Per my other blog... I was officially offered the job today. Yay, right? No. Come to find out its for a somewhat 2nd shift, working until 8pm. Unfortunately this does not work for my schedule with the kids plus with Dh's crazy schedule when we do get some time together it is always in the evening. When DH called me today I told him the whole story. That I was offered the job and that I regretfully turned it down due to the late hours. I'm pretty sure he could care less that this really does upset me. I was so excited and looking forward to this position and to getting out of the hell I am in. Kind of just rubs me the wrong way.

Whatever I guess. Maybe one day I'll catch a break. Just an update to another one of my disappointments today.

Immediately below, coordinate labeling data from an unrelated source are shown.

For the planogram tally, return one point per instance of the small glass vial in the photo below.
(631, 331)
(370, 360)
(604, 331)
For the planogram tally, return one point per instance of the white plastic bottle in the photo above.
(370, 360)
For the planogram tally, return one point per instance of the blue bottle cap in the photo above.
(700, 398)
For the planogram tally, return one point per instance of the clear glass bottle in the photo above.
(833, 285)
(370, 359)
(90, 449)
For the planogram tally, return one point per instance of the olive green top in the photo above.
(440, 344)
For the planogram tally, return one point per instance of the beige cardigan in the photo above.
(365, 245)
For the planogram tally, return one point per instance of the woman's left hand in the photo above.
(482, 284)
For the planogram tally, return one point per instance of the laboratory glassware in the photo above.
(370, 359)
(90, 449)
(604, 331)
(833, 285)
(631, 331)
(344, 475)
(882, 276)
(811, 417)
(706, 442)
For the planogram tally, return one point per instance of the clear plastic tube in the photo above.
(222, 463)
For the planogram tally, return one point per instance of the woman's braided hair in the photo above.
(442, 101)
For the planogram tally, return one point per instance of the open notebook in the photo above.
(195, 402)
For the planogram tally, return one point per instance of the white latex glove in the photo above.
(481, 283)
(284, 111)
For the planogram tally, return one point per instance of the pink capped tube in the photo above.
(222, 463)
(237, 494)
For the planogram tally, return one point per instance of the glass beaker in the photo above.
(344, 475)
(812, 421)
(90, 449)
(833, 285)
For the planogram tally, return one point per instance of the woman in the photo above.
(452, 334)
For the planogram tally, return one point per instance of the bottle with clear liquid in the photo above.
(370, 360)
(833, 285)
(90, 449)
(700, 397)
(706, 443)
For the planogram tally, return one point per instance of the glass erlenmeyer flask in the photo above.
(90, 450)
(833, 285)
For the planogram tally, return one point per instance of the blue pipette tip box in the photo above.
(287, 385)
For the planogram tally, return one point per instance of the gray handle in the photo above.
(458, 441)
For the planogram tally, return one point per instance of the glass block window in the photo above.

And oh yeah, we get to keep SD8 again this weekend. Havent had one day alone since Easter. You can imagine my excitement over this.

Sincerely,
About to hang myself

Comments

stressed-mom's picture

The only place to send her is to her Grandpa's on BM side, but we had a problem with him taking her to BMs behind our back and DH put an end to that. Which it wasn't Grandpa's fault. It was SD8s. She lied and manipulated him into thinking that DH had said it was ok.

stressed-mom's picture

I live in MI. I currently am an office assistant/bitch at a collision shop (stupid auto industry area). I am currently studying Substance Abuse.

Shook's picture

Okay I'll see you in 9 hours @ Mikes!

Look on the bright side Stressed. You were offered the job. There's more of them out there looking for someone like you Smile

stressed-mom's picture

Thanks Shook! Smile

It's just difficult. You know the area. Everything here is auto this, auto that. I f*cking hate cars right now! Before I moved here for DH, I lived in a very "officey" area, it was a lot easier.

Shook's picture

Oh I know motor city baby. Yeah but there's few people motivated & hard working like you.
I was there not too long ago, couldn't believe city's still not rehabbed but I look at all those beautiful old 5000 sq ft houses & day dream a little. The city would give you the house just for the price of the back taxes. Some only $5K. Only thing is you'd have to live with shootouts & factories but hell...some of the most expensive inner city real estate now started out dilapidated.

lesangel's picture

Sorry about the job. Id be more disappointed in having to keep the step child and no alone time.

stressed-mom's picture

Trust me. This has been a major issue for me lately. She is a very big pain in my ass. I am completely exhausted after being in her presence for only a few minutes. I can't stand her piss poor attitude. Everything has been very stressful for me lately and I even spoke with DH about spending tomorrow together. I told him I would like to get our flowers, do some shopping, have a nice dinner and go spend sometime at oasis. I think we both need and deserve it. He told me we would do all of that. I am not dragging SD8 all around with us. No. We have been every day. All she does is whine and bitch. Please. I just need one day. That's all I'm asking for. One day of peace and quiet. Geeezus!